Aldığımız kararları bazen hevesli bir şekilde yapmaya başlar kısa bir süre sonra da vazgeçer ve bırakırız. Yeni yılda alınan kararların çoğu genellikle yaşam tarzını değiştirmeye yöneliktir ancak rutin davranış ve alışkanlıkları kırmak sandığımız kadar kolay değildir. Aldığımız bu kararları sürdüremememizin ana nedenleri arasında, çok fazla karar alma veya gerçekçi hedefler koymamak yer alıyor. (Polivy, 2001). 


Dr. Janet Polivy ve Dr. Peter Herman (2000) ‘a göre yeni yılda alınan kararları gerçekleştirememe durumunun bir de adı var: Yanlış Umut Sendromu (The False Hope Syndrome). Yanlış Umut Sendromunu, bir kişinin davranışlarını değiştirmesinin olası hızı, miktarı, kolaylığı ve sonuçları hakkında gerçekçi olmayan beklentilerde olma durumu olarak tanımlamışlardır. (Koestner, 2008). Peki ne yapmalıyız?
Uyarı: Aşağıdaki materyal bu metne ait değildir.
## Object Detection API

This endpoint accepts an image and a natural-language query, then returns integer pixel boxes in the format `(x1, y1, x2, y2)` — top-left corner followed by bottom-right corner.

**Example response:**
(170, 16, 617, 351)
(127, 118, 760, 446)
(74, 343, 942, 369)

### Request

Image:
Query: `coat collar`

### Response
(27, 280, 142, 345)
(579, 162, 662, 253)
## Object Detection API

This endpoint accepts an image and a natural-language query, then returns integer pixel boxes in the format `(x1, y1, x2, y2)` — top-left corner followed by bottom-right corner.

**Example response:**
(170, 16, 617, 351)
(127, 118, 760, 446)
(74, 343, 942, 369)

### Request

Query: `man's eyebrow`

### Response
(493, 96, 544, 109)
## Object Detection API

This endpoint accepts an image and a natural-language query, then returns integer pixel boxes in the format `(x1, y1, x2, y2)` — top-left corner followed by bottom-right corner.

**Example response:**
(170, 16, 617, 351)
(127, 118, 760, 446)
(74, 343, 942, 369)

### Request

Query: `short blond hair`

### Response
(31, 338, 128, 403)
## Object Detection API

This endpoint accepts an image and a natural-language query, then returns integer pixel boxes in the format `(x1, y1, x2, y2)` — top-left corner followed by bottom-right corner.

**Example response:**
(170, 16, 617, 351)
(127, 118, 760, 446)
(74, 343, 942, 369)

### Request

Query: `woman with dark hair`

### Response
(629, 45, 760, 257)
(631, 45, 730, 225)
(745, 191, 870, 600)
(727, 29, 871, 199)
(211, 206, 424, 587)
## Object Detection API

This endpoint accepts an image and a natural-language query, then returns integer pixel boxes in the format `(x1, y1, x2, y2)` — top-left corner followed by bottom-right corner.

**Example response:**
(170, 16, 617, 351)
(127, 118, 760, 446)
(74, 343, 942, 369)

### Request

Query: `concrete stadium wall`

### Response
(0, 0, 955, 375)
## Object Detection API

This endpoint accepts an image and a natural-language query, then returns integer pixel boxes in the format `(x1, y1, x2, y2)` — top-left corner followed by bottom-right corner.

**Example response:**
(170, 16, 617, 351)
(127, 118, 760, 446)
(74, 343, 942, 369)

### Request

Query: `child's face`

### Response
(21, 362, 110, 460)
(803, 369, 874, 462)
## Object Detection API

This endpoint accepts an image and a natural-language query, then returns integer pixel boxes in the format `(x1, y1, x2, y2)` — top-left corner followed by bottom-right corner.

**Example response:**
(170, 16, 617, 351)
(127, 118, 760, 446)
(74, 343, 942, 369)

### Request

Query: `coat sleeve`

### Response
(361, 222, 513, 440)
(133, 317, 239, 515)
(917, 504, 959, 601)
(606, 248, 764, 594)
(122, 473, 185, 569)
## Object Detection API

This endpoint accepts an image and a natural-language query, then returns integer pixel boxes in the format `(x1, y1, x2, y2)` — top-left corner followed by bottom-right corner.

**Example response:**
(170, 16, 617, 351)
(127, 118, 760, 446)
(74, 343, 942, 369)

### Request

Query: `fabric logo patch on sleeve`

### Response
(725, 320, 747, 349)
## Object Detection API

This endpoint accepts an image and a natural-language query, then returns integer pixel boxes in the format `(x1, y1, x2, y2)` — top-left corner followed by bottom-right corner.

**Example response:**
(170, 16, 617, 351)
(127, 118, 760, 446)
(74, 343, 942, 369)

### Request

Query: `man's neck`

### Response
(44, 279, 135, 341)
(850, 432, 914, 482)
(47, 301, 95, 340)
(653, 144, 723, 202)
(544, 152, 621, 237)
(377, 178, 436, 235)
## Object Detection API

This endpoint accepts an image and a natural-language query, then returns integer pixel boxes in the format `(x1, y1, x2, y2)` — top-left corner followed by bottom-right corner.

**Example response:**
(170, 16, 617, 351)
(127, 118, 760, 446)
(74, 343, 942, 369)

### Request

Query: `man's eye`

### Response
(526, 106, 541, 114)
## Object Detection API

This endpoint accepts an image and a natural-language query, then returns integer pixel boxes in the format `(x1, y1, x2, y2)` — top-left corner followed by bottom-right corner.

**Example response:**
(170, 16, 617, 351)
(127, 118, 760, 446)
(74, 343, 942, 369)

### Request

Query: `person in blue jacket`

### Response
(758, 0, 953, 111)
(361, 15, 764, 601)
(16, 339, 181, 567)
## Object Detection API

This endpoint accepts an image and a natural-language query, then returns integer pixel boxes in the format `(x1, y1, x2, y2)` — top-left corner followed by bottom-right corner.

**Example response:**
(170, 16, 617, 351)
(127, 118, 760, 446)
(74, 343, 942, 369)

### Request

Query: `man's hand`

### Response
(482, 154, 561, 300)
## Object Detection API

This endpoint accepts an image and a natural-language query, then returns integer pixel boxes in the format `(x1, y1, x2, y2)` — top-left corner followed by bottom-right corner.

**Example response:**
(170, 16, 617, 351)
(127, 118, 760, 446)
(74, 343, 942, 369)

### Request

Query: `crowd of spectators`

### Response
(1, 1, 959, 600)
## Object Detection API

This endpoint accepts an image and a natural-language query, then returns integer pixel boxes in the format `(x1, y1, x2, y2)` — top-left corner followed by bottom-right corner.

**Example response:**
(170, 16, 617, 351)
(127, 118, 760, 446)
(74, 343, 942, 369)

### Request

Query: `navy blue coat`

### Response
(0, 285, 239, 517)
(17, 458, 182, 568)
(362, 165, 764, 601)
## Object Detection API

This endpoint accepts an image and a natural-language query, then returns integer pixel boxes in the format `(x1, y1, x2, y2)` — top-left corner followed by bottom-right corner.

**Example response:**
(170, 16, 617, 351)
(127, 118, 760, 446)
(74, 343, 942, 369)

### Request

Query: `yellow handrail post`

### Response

Gerçekçi olmak, hedeflerimizin ulaşılabilirliği için önemlidir. Örneğin, sigarayı bırakmak isteyen birinin, bir günde bu alışkanlığından vazgeçmesini beklemek gerçekçi olmayacaktır. Bunun yerine kişi kendine aşamalı süreçler koyabilir, iki günde bir sigara içmek ve gittikçe bu içmeme aralığını arttırmak gibi. Uzun vadeli hedefleri zamana yaymak, daha yönetilebilir hedeflere bölmek faydalı olacak, başarma hissini daha sık ve kısa sürede hissetmek, kişinin hedefine daha sağlıklı ulaşmasını sağlayacaktır. 


O an yalnızca bir hedefe odaklanmak, değişimdeki başarı oranını artıracaktır. Hedeflerimizin başarısızlıkla sonuçlanmasının bir diğer nedeni, çok fazla planı eş zamanlı gerçekleştirmek istememizdir. Her şeyi aynı anda değiştirmeye çalışmak, bizi ruhen ve bedenen yorarken, hedeflere odaklanmayı da zorlaştıracaktır.

 

Kararlarınızı birlikte gerçekleştireceğiniz bir ortak bulmak, hedefinize bağlı kalma ihtimalinizi artıracaktır. Örneğin, insanların bir spor salonuna arkadaşları ile birlikte kayıt olmak istemeleri tesadüf değildir. İş birliği yapmak, iyi hissettirmenin yanı sıra, birine karşı sorumlu olmayı da gerektirdiğinden, hedef düşünceyi eyleme dökmeyi de kolaylaştıracaktır.


Süreç içerisindeki aksamalara ve gecikmelere takılmayın. Diyet esnasında yediğimiz bir çikolata veya bir gün aksatmış olduğumuz spor, hevesimizi kırmamalıdır. Aldığımız kararlarda yaşadığımız aksaklıklar değişimin ve öğrenme sürecinin bir parçasıdır. Hayatımıza yerleşmiş olan davranışları değiştirmek kolay bir süreç değildir. Bunun için kendimize suçlamamalı, zaman tanımalı ve kararlı olmalıyız. 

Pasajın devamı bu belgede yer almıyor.